Los Angeles Times

Amazon to open store in L.A. for books

- By Carolyn Kellogg carolyn.kellogg@latimes.com

Amazon is planning to open a bookstore in a Century City mall, its first bricks-and-mortar bookstore in Los Angeles.

The online retailer, credited with causing a crisis in the physical booksellin­g industry, has opened five bricks-and-mortar bookstores in the last 18 months and has announced plans for seven more.

According to permits filed last week, Amazon Books will be moving into a 5,227-square-foot space in Westfield Century City. The upscale mall, at Santa Monica Boulevard and Century Park West, is in the midst of a $1-billion modernizat­ion begun in 2015 that is expanding it to more than 1.3 million square feet and adding more shops and restaurant­s.

Amazon’s online business disrupted the bricksand-mortar booksellin­g industry. With Amazon’s rise, many small independen­t bookstores across the country saw steep declines in sales. Many stores closed, and Borders, one of two national chains, went bankrupt, shuttering hundreds of bookstores and leaving many communitie­s without a bookstore — but if they had the Internet, they had Amazon.com.

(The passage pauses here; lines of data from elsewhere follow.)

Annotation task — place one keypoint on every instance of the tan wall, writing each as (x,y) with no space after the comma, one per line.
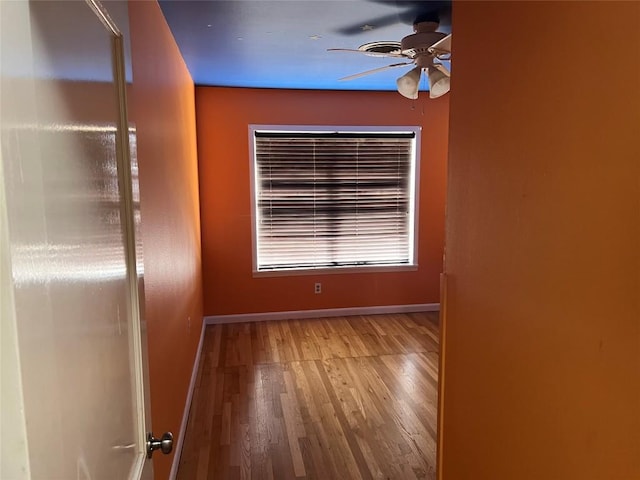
(163,111)
(542,376)
(224,115)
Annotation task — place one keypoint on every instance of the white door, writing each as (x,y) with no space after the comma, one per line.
(73,346)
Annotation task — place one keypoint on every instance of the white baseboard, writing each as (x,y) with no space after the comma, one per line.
(328,312)
(187,407)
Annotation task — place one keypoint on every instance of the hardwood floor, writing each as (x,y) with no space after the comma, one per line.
(336,398)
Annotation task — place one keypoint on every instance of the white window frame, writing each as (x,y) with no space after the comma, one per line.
(414,183)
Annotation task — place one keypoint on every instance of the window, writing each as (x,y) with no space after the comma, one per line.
(327,198)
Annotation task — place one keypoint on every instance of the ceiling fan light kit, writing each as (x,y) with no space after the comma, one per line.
(409,83)
(439,83)
(425,49)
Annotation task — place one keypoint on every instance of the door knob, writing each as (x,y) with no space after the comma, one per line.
(165,444)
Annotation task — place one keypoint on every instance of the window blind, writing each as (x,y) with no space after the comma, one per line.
(334,199)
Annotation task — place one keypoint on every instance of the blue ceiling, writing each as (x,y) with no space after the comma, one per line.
(283,43)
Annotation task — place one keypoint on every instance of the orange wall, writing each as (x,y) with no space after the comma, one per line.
(223,117)
(162,107)
(542,362)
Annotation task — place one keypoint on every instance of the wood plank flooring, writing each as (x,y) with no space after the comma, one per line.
(335,398)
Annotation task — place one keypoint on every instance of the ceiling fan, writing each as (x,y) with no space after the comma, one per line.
(426,48)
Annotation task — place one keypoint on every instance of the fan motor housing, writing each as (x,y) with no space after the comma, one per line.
(416,46)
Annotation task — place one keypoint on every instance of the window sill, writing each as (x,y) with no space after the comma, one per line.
(335,271)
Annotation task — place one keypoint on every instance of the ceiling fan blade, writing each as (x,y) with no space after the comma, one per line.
(371,54)
(375,70)
(441,47)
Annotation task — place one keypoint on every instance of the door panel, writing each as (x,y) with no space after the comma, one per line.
(71,242)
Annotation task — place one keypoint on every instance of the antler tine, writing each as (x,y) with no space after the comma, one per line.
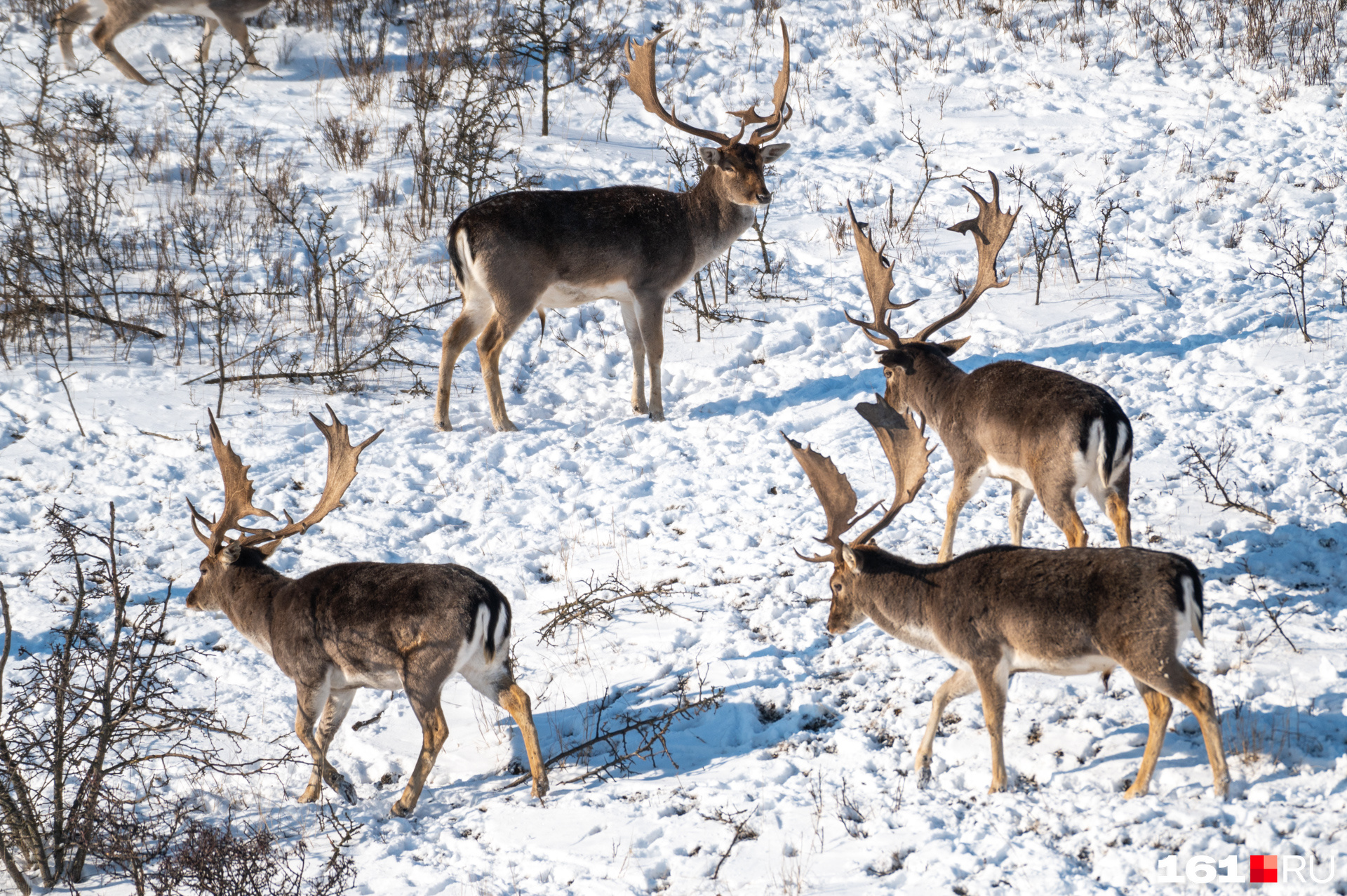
(906,446)
(782,111)
(239,490)
(342,458)
(834,492)
(991,231)
(640,77)
(878,285)
(197,515)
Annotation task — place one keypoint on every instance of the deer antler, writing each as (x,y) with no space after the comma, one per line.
(989,231)
(906,446)
(878,283)
(782,111)
(640,77)
(342,458)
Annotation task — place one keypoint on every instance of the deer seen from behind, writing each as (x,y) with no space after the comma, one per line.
(1045,432)
(118,15)
(1001,610)
(349,625)
(525,251)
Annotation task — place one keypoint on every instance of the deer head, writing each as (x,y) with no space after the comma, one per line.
(989,231)
(739,165)
(906,446)
(224,551)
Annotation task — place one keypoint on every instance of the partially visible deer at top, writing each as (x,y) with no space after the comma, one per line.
(349,625)
(1004,609)
(525,251)
(119,15)
(1045,432)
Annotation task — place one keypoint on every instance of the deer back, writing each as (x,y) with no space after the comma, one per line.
(1042,606)
(372,620)
(1016,415)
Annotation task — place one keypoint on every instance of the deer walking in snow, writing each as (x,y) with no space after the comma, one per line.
(525,251)
(351,625)
(1005,609)
(1045,432)
(118,15)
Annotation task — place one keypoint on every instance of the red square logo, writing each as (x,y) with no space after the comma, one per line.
(1263,869)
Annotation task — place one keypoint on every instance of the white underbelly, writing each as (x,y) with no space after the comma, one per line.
(379,679)
(572,295)
(1000,471)
(1061,666)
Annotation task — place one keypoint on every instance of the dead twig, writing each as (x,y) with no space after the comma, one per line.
(1217,488)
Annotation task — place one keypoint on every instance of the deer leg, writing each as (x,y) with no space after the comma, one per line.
(502,690)
(1177,682)
(338,704)
(993,683)
(434,732)
(1020,500)
(1115,506)
(72,18)
(489,347)
(962,682)
(965,487)
(239,32)
(634,336)
(310,701)
(477,312)
(109,27)
(203,53)
(1159,708)
(651,317)
(1196,697)
(1061,506)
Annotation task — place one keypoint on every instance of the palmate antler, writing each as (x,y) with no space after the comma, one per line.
(989,229)
(906,446)
(640,77)
(342,458)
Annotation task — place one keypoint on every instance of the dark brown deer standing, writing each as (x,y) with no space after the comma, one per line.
(351,625)
(119,15)
(1044,432)
(525,251)
(1010,609)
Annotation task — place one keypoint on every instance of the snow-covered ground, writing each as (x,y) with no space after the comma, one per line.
(815,736)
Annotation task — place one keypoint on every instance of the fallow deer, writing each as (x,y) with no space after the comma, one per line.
(1005,609)
(525,251)
(351,625)
(119,15)
(1045,432)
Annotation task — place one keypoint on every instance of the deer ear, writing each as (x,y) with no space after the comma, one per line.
(953,345)
(899,357)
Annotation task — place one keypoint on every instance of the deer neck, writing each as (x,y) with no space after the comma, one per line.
(899,597)
(248,604)
(717,221)
(932,391)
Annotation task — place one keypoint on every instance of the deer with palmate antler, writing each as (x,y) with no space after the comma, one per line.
(1045,432)
(1005,609)
(525,251)
(119,15)
(351,625)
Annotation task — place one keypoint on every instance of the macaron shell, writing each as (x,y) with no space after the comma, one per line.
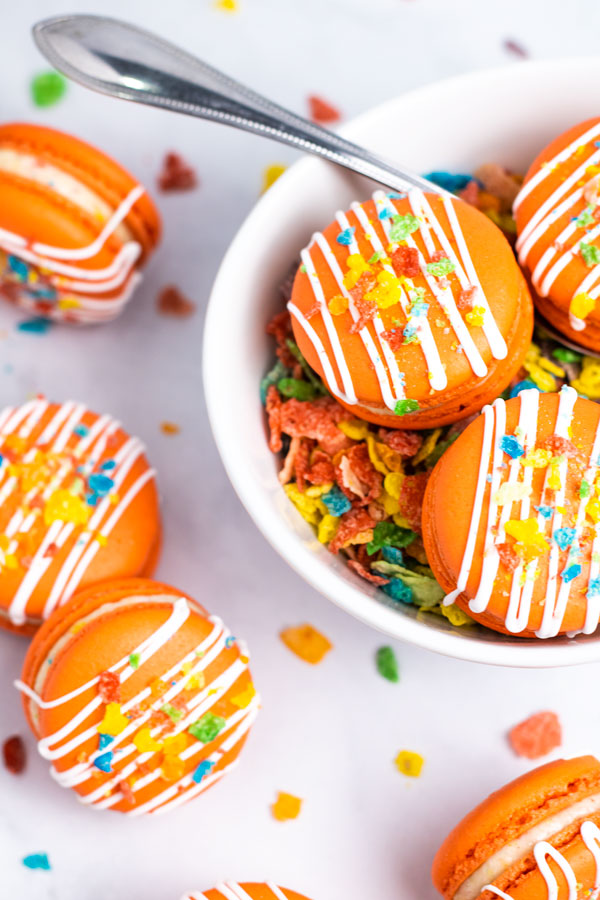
(556,307)
(508,813)
(127,613)
(448,506)
(93,168)
(502,283)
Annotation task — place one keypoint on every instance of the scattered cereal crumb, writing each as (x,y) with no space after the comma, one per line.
(306,642)
(172,302)
(409,763)
(47,88)
(176,174)
(514,47)
(271,174)
(14,754)
(286,807)
(536,736)
(169,428)
(37,861)
(36,325)
(387,664)
(321,110)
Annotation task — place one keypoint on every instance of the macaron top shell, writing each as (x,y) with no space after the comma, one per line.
(558,221)
(138,697)
(510,513)
(509,813)
(79,505)
(231,890)
(406,297)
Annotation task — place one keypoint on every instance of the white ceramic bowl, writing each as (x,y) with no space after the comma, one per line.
(503,115)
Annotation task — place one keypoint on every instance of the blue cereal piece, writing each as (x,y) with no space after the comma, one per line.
(398,591)
(564,537)
(336,502)
(511,446)
(572,572)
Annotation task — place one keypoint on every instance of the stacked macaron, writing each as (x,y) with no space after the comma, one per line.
(75,227)
(537,838)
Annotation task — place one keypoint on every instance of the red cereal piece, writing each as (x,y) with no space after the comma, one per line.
(354,522)
(273,408)
(364,573)
(171,302)
(109,687)
(536,736)
(316,419)
(411,499)
(176,174)
(508,557)
(321,110)
(465,299)
(405,261)
(365,471)
(14,754)
(406,443)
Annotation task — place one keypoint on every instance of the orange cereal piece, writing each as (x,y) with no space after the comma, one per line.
(306,642)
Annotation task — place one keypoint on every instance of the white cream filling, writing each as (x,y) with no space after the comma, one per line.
(33,169)
(522,846)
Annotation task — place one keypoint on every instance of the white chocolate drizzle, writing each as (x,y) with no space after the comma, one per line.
(390,377)
(68,738)
(488,481)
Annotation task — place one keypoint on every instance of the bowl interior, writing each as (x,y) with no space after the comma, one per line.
(503,115)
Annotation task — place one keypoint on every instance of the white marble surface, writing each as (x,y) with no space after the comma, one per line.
(328,734)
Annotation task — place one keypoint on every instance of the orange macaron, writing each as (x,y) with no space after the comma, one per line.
(75,228)
(511,516)
(537,838)
(412,309)
(139,698)
(231,890)
(78,505)
(557,213)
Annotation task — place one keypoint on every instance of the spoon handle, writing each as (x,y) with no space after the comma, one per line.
(125,61)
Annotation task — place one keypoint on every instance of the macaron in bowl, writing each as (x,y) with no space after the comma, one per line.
(537,838)
(76,229)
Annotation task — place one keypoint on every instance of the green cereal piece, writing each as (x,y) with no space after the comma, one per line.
(47,88)
(387,664)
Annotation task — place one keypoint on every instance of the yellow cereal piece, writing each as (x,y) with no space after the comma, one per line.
(270,175)
(327,528)
(306,642)
(528,535)
(63,506)
(355,429)
(393,484)
(476,316)
(372,447)
(245,698)
(338,305)
(581,305)
(144,742)
(172,768)
(357,266)
(455,615)
(174,744)
(114,722)
(286,807)
(409,763)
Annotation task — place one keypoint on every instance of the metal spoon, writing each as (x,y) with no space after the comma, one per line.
(125,61)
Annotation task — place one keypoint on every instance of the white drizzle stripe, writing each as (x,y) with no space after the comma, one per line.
(546,169)
(364,334)
(486,446)
(436,372)
(392,365)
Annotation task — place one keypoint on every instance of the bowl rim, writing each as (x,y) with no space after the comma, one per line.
(519,652)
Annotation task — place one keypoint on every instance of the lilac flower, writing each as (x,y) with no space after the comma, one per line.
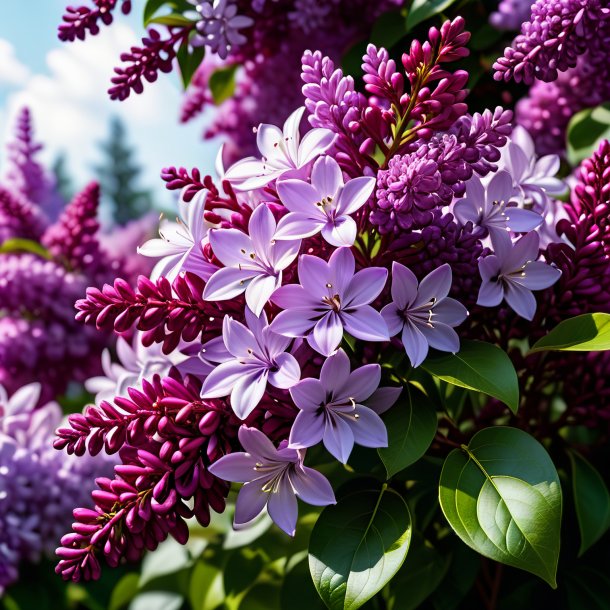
(273,478)
(423,312)
(487,206)
(218,26)
(512,272)
(533,177)
(254,263)
(180,242)
(258,356)
(324,205)
(332,408)
(329,300)
(281,151)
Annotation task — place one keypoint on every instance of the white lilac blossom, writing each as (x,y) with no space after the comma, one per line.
(323,205)
(423,313)
(332,408)
(534,179)
(253,263)
(512,272)
(258,357)
(489,206)
(331,298)
(273,478)
(218,26)
(180,243)
(282,151)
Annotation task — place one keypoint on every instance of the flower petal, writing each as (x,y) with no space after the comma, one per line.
(238,467)
(250,502)
(307,430)
(415,344)
(365,323)
(365,287)
(340,232)
(311,486)
(368,429)
(288,372)
(327,334)
(282,507)
(355,194)
(335,372)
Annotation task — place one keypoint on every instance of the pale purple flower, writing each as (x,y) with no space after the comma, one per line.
(423,312)
(488,206)
(331,298)
(281,150)
(324,205)
(253,263)
(218,26)
(181,243)
(512,272)
(273,478)
(258,357)
(533,178)
(332,408)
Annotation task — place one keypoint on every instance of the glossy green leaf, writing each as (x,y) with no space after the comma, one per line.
(222,83)
(411,425)
(501,495)
(358,545)
(589,332)
(585,130)
(424,9)
(125,591)
(419,576)
(151,8)
(479,366)
(19,244)
(592,501)
(173,20)
(189,60)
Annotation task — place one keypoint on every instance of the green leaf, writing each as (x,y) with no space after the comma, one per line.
(222,83)
(298,592)
(419,576)
(125,591)
(18,244)
(411,426)
(478,366)
(151,8)
(357,546)
(189,60)
(424,9)
(589,332)
(591,499)
(388,29)
(501,495)
(585,130)
(173,19)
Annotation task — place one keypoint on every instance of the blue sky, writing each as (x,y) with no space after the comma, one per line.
(65,86)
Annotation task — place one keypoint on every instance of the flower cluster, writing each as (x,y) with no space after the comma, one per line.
(38,486)
(262,331)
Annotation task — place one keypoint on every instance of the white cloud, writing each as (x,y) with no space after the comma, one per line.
(71,111)
(12,71)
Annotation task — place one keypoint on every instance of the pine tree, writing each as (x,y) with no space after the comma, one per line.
(119,175)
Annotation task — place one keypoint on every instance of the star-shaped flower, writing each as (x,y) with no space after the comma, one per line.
(273,478)
(281,150)
(512,272)
(253,263)
(324,205)
(330,299)
(423,312)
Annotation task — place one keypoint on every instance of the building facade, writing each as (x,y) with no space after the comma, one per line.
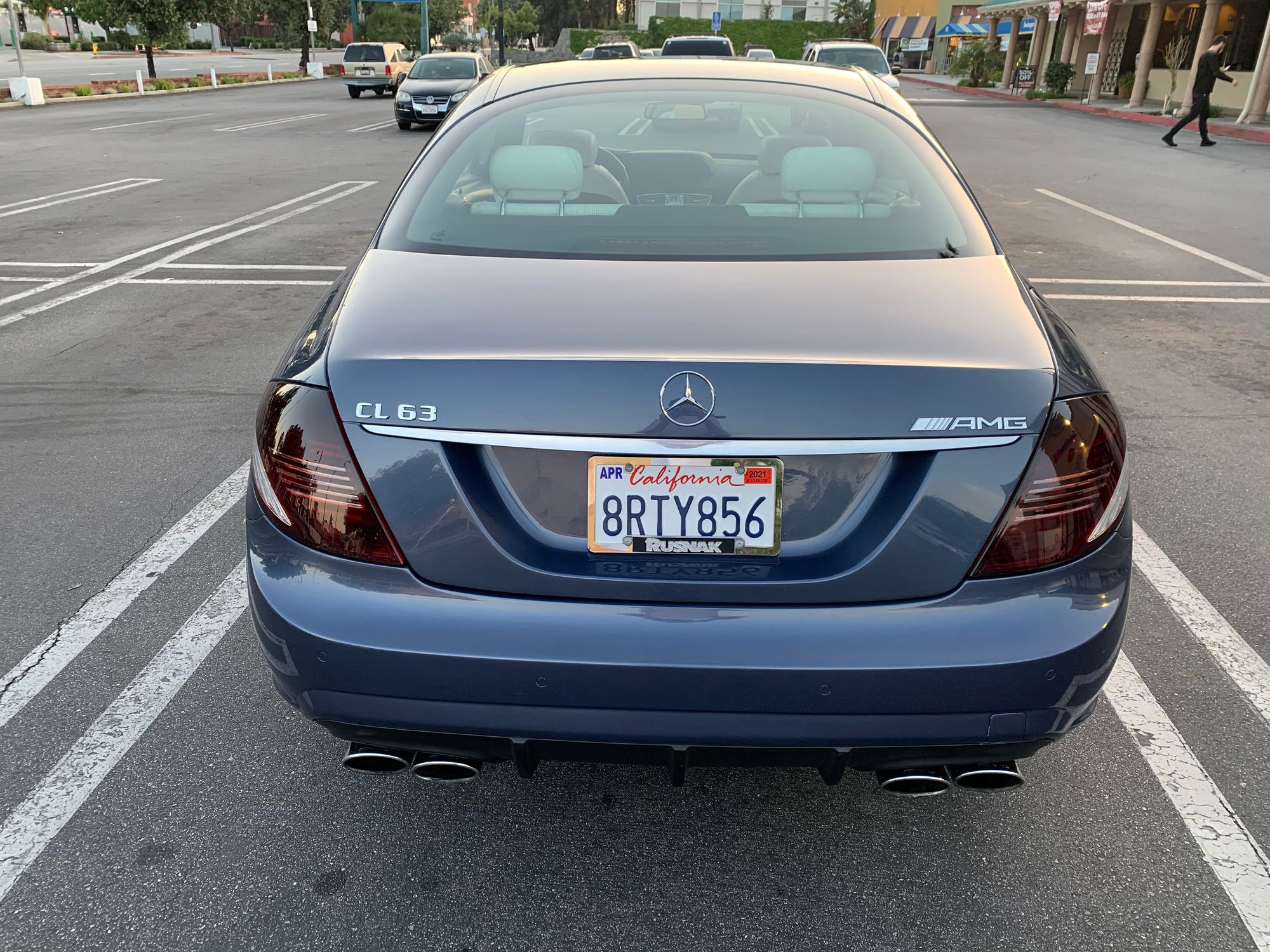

So it came as a surprise when Amazon opened a bricks-and-mortar bookstore of its own — the first was in 2015 in Seattle. The company has since expanded; Amazon Books operates five physical bookstores in San Diego, Chicago, Seattle, Dedham, Mass., and Tigard, Ore.

The company has announced plans to open additional Amazon Books stores in Walnut Creek, Calif.; Lynnfield, Mass.; Bellevue, Wash.; and Paramus, N.J., as well as two locations in Manhattan.

The Los Angeles Business Journal reports that Amazon had been “poking around” Los Angeles in recent months, “eyeing locations including Old Pasadena and Melrose Avenue.”

Amazon Books stores are different from traditiona­l bookstores in a number of ways. The Record newspaper of Northern New Jersey — where a future Amazon Books will be — visited the Dedham store. It does not take cash or have price tags — instead, customers were urged to download the Amazon shopping app and scan merchandis­e with it.

Amazon Prime members will be given their discount in the stores, just like online, while those who do not pay for Amazon’s membership service will pay 20% to 30% more. In addition to books, the stores sell Amazon’s devices, including the Kindle, Fire TV and the Echo.

The opening date for Amazon Books in Century City is unknown. The store has not been officially announced, and Amazon did not respond to requests for comment.